How Productboard monitors frontend applications

Matej Minarik

2nd August 2021Life at Productboard, Engineering

Photo by Dave Phillips on Unsplash

“No matter how careful or good you are, sh!t will happen.” — Anonymous

And that is correct! Network glitches, deployment glitches, dependencies upgrades, developer’s carelessness or just small data inconsistencies. There’s plenty of stuff in web development that can go wrong, and it will go wrong at some point. What’s far more important than trying to prevent anything from going south is having solid monitoring in place and clear processes to follow.

At Productboard, we already have 5 different teams that contribute to our frontend monorepo. There are over 290 NX libraries used throughout the applications, where different teams are responsible for different sets of libraries or flows. Solid monitoring and clear ownership are crucial to future growth.

We originally used Rollbar as our logging and exception monitoring platform of choice. Rollbar is a great tool and was working just fine for quite some time. However, when anyone wanted to find out more about the current situation on production, Rollbar was not much help. A pile of log messages and random errors got mixed in with really important issues affecting our customers. We needed to improve this!

What I truly enjoy about Productboard is that when we realize something can be improved and has a reasonable price-to-value ratio, nobody is going to stop you from taking a stab at it. On the contrary, different people in different roles will support you and sponsor your initiative. Productboard engineers Michal Těhník (@MicTech) and Jakub Beneš (@jukben) as well as lower and upper management played a crucial role in this initiative, and I would like to thank them for their support! Having this kind of sponsorship empowers everyone not only to improve technical aspects within an organization they care about, but also to grow both personally and professionally.

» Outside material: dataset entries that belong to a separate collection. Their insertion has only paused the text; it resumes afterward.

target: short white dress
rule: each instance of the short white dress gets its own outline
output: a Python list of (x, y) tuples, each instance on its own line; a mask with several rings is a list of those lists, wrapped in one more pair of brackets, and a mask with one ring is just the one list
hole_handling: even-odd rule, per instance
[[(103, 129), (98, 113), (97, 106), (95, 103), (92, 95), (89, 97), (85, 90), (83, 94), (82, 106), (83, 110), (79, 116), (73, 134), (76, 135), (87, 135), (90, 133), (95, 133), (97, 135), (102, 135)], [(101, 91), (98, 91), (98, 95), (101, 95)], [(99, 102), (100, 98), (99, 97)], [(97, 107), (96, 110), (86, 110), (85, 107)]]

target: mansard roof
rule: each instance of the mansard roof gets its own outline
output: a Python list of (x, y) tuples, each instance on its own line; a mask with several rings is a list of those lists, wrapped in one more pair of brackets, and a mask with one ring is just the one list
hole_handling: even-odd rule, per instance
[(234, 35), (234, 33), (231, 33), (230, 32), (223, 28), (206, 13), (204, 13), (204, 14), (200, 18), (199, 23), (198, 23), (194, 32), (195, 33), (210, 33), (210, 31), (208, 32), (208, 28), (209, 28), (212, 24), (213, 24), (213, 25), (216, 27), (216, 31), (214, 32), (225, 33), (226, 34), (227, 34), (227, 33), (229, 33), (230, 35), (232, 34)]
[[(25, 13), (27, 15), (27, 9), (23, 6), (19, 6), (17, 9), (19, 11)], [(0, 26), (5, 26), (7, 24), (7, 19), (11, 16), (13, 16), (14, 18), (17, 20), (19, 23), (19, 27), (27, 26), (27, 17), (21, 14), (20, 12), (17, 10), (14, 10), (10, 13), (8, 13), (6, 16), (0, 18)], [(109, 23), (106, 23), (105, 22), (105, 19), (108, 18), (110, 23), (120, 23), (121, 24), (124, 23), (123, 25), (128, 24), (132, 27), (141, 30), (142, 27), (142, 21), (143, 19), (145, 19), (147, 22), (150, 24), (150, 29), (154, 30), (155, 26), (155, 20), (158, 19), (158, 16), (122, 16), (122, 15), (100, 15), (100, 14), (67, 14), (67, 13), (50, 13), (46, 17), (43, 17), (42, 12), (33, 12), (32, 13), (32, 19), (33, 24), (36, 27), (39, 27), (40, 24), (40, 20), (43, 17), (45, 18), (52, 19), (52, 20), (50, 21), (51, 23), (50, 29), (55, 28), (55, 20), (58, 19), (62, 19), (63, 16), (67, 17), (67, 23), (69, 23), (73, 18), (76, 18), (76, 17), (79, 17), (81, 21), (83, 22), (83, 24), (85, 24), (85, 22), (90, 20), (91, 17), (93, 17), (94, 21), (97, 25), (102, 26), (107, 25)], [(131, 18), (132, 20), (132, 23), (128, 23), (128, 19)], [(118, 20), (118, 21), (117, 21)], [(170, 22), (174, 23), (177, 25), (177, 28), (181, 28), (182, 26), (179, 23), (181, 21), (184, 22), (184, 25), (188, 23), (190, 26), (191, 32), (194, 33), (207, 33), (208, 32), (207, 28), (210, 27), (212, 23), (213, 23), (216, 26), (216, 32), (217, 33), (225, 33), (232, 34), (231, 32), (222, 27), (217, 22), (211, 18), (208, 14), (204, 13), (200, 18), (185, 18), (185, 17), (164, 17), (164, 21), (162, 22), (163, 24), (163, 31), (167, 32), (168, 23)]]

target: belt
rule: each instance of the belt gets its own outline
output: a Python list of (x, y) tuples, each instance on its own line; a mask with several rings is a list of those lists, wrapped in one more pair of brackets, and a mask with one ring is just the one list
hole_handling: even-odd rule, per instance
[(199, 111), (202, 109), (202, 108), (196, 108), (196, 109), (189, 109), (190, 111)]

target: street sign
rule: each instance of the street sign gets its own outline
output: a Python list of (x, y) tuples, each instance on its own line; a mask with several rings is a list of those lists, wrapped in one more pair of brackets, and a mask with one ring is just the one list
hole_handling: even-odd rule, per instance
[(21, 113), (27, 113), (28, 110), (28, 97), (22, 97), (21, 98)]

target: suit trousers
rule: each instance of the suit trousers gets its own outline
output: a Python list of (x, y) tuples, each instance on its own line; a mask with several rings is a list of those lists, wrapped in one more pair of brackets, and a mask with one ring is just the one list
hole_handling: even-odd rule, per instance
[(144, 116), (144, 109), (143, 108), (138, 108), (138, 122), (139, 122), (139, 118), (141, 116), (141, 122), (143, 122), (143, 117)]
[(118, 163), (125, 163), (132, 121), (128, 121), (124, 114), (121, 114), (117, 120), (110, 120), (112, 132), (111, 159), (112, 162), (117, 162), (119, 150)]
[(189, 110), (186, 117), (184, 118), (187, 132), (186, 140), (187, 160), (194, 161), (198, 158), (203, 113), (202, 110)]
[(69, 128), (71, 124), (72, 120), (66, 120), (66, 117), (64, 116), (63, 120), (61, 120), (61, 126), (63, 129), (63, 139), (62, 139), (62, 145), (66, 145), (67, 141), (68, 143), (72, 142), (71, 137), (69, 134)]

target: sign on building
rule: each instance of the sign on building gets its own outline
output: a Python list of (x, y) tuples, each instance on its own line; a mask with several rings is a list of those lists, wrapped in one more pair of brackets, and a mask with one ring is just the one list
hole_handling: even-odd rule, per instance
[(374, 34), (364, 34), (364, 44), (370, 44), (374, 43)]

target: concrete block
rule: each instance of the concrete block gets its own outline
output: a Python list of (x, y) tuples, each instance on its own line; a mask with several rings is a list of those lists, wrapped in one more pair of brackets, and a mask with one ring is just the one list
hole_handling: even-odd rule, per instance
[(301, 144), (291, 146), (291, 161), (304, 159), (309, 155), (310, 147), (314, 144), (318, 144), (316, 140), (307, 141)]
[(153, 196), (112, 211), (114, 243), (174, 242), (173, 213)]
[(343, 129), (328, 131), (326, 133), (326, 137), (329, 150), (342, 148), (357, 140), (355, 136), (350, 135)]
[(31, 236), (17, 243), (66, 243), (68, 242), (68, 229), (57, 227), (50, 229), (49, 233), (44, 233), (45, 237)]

As with all other technical initiatives, I drafted an RFC and shared it with the rest of my colleagues. After further analysis of the current state and a number of discussion, we realized we were dealing with two issues instead of one:

Mixing logging and exception monitoring services into one tool was generating too much noise
There was a clear lack of ownership as to which tribe/team/person is the best candidate for taking care of an incident should one appear

Logging

Logging takes care of any messages or errors that are handled, and we just want to record a trait that a certain scenario occurred.

“The user should be always defined here, but let’s make sure by adding a check and logging an error here.” — a Productboard developer

Our frontend monorepo offers a Logger service, which supports logging messages and additional properties. In the development setup, it only forwards the messages to the console object, which logs them to the developer tools console. We decided to use Datadog in staging and production environments. Datadog is a great tool that supports all kinds of advanced monitoring, pre- and post-processing, aggregating, filtering, and grouping of logs based on your needs. We use Datadog for our backend microservices, so it was a natural choice for us to handle logs coming from the frontend monorepo.

That’s nice pal, you might be thinking to yourself, but how can you ensure a shared level of ownership if different teams work on different parts of the monorepo?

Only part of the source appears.